Kilmarnock and Robbie Burns
As we mentioned earlier Robbie had his first collection of poems published in Kilmarnock by John Wilson.  This volume is referred to as the Kilmarnock Edition and can be seen at Dean Castle.

In the 19th century money was collected and used to build a monument to Scotland’s national bard.  The site of the monument which has been restored and cleaned after much of it was destroyed by fire in 2004.  Here, there is a family and local history facility complete with a research room and archive storage.  This facility allows work to take place on old, delicate documents in a climate controlled environment.  Did you know you can spend the day researching your family history here?

Dean Castle
Nearby Dean Castle was built in the 14th and 15th centuries by the Boyd family.  Its historical connections are well known:
·         Robert the Bruce gave the land to the Boyds

·         The sister of James III married Boyd’s sister

·         Bonnie Prince Charlie, the 4th Earl of Kilmarnock and Robbie Burns all had connections to the Castle

In the 1970’s the family gifted the castle to the people of Kilmarnock and it was opened to the public.

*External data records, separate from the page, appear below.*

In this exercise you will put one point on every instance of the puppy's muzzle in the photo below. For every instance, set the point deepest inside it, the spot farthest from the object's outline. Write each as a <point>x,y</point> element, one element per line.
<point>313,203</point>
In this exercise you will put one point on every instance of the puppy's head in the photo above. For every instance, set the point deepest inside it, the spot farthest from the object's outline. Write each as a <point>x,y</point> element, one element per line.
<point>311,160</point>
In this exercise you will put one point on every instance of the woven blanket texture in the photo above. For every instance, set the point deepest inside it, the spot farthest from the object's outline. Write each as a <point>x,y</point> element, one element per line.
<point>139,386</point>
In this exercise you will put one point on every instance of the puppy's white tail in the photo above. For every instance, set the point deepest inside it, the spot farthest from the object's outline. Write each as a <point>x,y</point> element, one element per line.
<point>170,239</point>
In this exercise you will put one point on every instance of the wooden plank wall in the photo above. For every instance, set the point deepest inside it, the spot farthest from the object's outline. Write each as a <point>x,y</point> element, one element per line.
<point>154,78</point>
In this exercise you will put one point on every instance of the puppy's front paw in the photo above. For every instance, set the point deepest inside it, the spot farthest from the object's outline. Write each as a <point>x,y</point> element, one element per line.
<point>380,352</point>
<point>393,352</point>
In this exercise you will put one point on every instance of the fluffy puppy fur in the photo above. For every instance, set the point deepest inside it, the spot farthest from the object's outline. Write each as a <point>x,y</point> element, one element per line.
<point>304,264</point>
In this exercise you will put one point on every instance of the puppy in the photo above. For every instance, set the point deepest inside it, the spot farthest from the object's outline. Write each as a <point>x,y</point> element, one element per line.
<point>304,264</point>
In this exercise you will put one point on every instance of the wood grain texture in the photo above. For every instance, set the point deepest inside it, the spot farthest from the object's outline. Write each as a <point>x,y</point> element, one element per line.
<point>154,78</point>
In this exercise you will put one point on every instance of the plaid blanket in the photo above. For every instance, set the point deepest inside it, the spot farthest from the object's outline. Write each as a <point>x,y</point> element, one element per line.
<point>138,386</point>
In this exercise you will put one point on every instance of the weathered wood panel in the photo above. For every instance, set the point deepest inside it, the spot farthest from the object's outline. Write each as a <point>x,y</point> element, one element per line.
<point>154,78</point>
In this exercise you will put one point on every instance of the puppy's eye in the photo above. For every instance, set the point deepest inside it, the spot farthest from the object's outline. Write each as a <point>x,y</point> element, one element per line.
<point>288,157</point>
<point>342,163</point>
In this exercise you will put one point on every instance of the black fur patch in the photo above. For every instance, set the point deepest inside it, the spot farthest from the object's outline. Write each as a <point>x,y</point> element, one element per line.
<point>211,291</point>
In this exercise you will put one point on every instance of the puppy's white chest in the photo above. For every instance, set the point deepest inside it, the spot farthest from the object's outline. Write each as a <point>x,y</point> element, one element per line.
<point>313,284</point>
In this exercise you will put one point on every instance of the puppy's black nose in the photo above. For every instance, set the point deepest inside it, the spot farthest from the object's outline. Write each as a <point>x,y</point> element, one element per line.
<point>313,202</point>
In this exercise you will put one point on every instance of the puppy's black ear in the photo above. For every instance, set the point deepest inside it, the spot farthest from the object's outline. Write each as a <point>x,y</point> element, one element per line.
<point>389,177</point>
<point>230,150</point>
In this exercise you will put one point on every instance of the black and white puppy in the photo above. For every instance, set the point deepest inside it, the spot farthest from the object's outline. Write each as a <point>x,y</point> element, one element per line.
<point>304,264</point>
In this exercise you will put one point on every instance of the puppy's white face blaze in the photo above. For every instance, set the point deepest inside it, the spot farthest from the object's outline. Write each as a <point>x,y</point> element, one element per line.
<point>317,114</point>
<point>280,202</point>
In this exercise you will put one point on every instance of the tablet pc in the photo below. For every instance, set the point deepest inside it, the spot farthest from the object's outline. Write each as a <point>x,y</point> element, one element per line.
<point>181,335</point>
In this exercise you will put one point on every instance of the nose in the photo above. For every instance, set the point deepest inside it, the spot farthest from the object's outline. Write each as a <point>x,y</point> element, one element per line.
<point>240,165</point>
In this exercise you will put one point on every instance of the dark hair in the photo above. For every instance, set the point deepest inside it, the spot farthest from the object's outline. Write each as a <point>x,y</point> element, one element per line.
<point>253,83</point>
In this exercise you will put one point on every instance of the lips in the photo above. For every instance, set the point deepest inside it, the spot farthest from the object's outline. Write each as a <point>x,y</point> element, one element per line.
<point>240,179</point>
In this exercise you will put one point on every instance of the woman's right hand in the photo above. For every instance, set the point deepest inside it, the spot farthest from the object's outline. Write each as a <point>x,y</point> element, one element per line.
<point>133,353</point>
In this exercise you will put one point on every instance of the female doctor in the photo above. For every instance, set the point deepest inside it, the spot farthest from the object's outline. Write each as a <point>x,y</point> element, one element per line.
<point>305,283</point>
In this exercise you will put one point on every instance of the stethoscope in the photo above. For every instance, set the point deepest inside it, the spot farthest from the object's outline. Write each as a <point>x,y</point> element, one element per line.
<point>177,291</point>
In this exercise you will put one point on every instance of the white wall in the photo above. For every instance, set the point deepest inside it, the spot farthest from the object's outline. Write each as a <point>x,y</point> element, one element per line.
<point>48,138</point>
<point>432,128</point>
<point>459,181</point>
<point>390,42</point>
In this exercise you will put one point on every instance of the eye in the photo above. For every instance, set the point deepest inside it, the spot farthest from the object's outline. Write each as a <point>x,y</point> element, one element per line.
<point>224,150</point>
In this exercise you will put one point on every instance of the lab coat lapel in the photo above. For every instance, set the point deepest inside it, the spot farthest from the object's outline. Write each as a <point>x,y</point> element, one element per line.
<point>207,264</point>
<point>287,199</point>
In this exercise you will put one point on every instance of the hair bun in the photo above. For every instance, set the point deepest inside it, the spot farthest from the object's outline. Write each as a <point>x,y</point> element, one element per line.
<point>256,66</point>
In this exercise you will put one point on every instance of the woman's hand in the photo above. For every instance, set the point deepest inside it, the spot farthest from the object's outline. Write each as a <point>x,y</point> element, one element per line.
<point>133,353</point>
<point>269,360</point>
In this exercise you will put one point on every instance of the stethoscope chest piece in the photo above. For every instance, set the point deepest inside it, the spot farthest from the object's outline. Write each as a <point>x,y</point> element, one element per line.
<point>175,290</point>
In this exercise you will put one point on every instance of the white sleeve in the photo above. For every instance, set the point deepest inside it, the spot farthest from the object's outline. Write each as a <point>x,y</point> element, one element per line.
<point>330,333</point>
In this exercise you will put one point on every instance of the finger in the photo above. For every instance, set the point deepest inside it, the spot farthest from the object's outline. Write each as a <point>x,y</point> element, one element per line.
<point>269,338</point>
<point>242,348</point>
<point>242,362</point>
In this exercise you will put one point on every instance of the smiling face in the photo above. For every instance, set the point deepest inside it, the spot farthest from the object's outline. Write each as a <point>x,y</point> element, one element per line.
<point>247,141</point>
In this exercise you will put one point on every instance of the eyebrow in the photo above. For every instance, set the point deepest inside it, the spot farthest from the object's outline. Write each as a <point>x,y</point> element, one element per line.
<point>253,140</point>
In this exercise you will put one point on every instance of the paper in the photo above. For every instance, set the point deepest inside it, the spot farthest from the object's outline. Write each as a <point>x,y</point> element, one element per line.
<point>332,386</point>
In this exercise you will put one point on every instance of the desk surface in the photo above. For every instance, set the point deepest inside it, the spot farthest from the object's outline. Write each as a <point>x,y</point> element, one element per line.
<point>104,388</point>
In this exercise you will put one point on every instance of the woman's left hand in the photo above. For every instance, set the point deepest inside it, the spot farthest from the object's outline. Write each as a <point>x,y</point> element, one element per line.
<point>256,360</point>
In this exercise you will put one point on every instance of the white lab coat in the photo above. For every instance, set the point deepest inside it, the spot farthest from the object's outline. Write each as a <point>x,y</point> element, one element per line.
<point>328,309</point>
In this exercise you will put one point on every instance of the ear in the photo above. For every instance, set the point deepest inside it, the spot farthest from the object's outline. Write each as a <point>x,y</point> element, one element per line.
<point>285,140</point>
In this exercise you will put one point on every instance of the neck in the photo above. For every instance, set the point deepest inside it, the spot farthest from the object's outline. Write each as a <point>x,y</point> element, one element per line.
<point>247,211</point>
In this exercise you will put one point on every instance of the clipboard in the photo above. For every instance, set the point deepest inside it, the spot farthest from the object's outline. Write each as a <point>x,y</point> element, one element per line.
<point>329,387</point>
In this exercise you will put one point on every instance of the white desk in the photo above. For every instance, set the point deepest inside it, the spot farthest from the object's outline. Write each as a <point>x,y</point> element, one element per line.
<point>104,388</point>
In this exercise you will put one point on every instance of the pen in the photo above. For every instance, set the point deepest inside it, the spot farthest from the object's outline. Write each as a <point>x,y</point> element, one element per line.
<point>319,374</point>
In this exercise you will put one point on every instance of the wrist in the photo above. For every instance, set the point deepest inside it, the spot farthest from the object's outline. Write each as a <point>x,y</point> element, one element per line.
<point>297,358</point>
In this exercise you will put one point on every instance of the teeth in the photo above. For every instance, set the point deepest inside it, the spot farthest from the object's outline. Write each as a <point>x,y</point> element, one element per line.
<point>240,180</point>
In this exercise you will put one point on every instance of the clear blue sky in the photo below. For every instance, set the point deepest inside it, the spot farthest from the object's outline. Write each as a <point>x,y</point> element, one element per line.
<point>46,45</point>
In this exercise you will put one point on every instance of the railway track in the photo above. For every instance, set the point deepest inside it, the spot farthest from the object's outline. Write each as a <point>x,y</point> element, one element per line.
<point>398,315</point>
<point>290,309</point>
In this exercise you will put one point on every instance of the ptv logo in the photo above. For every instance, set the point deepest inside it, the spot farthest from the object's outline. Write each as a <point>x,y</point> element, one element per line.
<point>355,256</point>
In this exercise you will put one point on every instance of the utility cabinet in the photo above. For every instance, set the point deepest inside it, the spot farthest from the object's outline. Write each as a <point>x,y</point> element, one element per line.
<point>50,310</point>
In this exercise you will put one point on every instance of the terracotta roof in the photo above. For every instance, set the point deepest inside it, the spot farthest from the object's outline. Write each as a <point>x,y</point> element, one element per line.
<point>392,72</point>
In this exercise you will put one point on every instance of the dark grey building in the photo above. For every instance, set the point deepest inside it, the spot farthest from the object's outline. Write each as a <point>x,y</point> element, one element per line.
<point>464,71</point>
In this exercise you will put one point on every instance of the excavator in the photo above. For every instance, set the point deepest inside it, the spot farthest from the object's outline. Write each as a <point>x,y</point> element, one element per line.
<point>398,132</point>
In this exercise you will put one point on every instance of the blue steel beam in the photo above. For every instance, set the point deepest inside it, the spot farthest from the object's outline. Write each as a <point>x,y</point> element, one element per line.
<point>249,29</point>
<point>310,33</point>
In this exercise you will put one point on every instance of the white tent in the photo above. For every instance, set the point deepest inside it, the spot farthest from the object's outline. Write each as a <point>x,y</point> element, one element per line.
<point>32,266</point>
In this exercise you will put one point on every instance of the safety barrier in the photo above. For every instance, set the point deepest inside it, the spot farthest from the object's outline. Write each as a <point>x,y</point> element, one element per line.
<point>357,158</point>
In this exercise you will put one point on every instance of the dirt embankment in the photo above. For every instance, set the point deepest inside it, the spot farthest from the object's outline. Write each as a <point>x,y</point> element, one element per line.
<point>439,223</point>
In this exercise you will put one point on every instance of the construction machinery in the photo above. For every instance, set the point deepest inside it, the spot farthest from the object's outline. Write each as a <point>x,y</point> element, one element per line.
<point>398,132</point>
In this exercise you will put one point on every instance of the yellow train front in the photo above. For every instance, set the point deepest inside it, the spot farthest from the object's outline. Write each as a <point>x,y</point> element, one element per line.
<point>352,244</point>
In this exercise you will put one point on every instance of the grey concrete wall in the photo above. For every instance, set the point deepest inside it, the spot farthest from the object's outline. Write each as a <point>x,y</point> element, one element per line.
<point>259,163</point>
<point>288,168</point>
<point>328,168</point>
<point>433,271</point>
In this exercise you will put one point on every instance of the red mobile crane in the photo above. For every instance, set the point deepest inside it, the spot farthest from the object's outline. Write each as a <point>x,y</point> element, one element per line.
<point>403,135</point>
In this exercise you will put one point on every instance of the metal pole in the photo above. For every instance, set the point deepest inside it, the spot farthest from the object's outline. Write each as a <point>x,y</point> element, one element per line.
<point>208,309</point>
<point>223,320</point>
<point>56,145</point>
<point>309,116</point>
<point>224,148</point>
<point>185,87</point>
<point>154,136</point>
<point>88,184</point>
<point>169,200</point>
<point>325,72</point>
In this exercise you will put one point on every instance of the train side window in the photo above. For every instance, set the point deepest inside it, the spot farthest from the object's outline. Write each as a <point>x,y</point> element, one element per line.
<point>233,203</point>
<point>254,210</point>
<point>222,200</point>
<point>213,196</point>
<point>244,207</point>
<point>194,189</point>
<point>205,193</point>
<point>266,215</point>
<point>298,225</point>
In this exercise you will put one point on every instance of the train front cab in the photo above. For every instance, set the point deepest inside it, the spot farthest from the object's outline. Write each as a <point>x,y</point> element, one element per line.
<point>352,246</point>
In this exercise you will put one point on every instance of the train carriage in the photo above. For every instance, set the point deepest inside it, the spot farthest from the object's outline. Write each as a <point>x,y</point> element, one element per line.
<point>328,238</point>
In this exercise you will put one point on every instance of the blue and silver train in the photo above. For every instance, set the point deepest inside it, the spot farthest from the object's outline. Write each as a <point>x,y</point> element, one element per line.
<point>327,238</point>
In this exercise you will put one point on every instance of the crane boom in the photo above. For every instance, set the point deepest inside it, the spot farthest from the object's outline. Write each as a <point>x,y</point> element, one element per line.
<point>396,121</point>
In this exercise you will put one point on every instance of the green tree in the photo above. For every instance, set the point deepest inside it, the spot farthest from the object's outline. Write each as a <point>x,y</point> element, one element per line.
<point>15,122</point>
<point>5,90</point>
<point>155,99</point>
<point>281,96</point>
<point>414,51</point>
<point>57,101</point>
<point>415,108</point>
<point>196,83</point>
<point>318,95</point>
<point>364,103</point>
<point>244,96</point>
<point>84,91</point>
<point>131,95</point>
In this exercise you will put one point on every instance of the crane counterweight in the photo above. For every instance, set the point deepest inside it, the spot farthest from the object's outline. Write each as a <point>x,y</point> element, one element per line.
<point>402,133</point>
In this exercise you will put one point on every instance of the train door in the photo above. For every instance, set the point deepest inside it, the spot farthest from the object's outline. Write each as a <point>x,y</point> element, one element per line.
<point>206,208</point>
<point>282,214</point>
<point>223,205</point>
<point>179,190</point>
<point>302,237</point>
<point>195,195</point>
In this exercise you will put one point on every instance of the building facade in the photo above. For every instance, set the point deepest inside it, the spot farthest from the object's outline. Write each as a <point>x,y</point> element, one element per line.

Today you can see the Robert Burns Kilmarnock Edition of his poetry collection in the Banqueting Hall; a collection of arms and armour gifted with the castle in the Great Hall and musical instruments of the past in the Solar in the Keep.

There is a plaque here dedicated to those who lost their lives in the 9/11 attacks.  It was presented by the Robert Burns World Federation and has a quote from the Bard:
Dedicated to the victims of terrorism in the USA on 11 September 2001 "Man’s Inhumanity to man Makes countless thousands mourn!"  Robert Burns (1759 – 1796)

Dean Castle Park in the surrounding countryside has many trails and walks through the countryside and an education programme to help visitors protect what they see.

Getting around
For local residents of the town of Kilmarnock with its great histories and iconic links, Castle Comfort Stair Lifts just want to remind you that we are here to help.  If you can’t get around like you used to, then give us a call to discuss the installation of one of our best aids, a stairlift.  Just give us a call on  0141 278 3929.

Saturday 21 July 2012

All about Arthritis

All about arthritis

Over time, many people start to feel pain and stiffness in the body. Sometimes they hurt in their hands, knees or shoulders and they find it hard to move, as their joints may become swollen. These people may have "arthritis."

Arthritis can be caused by inflammation of the tissue lining the joints. Signs of inflammation include redness, heat, pain and swelling. These problems indicate that something is wrong. Joints are where two bones meet, such as the elbow or knee, and with the passage of time, in some types of arthritis, (but not all) these joints can be severely affected.

The term "arthritis" includes all rheumatic diseases in which the process triggers inflammation. If the intensity of inflammation is high and continuous we can find other general alterations to the condition such as fever, tiredness, loss of appetite and weight loss.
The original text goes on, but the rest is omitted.